The only exception is safety—the sandbox is essential. The sandbox mechanism is a crucial safeguard against Codex running out of control. Sometimes, people try to be clever by controlling the agent to manipulate the context window. But as the authors of Codex, we want to say: “Put away your cleverness; I know better than you.” However, we try to exercise restraint. If Codex is about to run a tool that outputs 1GB of data, our idea is to let Codex write the data to a file first and then use the grep command to search, but allowing it the freedom to choose how to solve the problem.

Host: Do you think it’s possible to encode all these security rules and sandbox mechanisms? Or should there always be human involvement?

Michael: For the coding tasks we focus on, I believe the sandbox mechanism is indeed the primary method to replace human intervention, at least for most of our work. You encounter a problem, hand it to Codex, and it will operate within a sandbox environment constrained in a specific way, allowing it to explore and find the best solution—especially in large-scale applications. I run five clones of Codex simultaneously. If I had to intervene every few minutes with these five versions, it would fundamentally limit their throughput.

These corrective measures should be implemented more during the training phase and then function during the reasoning phase, rather than requiring human intervention.

Host: So, capabilities will increasingly reside in the model rather than in Harness?

Michael Bolin: Yes, the model is more important. However, the reliability of Harness remains crucial. If Harness fails, everything ends. As we inevitably move towards multi-agent and sub-agent architectures—where more agents communicate across different machines—Harness will no longer just be a single process on one machine but will become a network of agents. I anticipate a lot of interesting work ahead. Most of my career has been spent writing tools for developers; now I’m writing more tools for agents. Agents can also write their own tools, but as I said, we prefer to use a small number of powerful tools that allow agents to explore various possibilities fully—we will continue to experiment to find the best tool combinations.

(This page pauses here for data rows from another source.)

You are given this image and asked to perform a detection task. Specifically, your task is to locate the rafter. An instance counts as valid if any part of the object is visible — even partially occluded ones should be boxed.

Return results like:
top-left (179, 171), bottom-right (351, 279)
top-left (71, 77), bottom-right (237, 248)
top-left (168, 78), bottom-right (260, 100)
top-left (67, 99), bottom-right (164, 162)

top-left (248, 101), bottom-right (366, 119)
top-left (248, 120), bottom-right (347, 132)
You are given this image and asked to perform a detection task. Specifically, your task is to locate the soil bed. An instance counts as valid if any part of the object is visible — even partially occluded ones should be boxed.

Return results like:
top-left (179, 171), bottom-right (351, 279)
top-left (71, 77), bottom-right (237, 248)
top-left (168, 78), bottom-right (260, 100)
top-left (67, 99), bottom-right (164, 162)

Future Directions for Agents

Host: What do you think are the foundational components of agent coding?

Michael: I believe we have seen many components. For example, what I refer to as shell tools or terminal tools enables the model to use a computer terminal like a human rather than just executing commands directly. It also includes handling streaming output and efficiently utilizing that output.

Memory is another important area. In the past, every conversation started from scratch—this is why there are agents.md and various context-filling mechanisms to quickly import information into the model. If you look at the codebase, you will find many experiments regarding memory.

Additionally, various types of context connectors are undergoing many changes. Initially, we focused on computer tasks on local machines, but now it also encompasses broader work—such as sending emails on your behalf, creating documents, and performing actions in web browsers.

Moreover, there is the standard LLM infrastructure: generally, a larger context window is beneficial; how to compress content when reaching limits; all these are actively explored and contribute to enhancing the overall agent experience.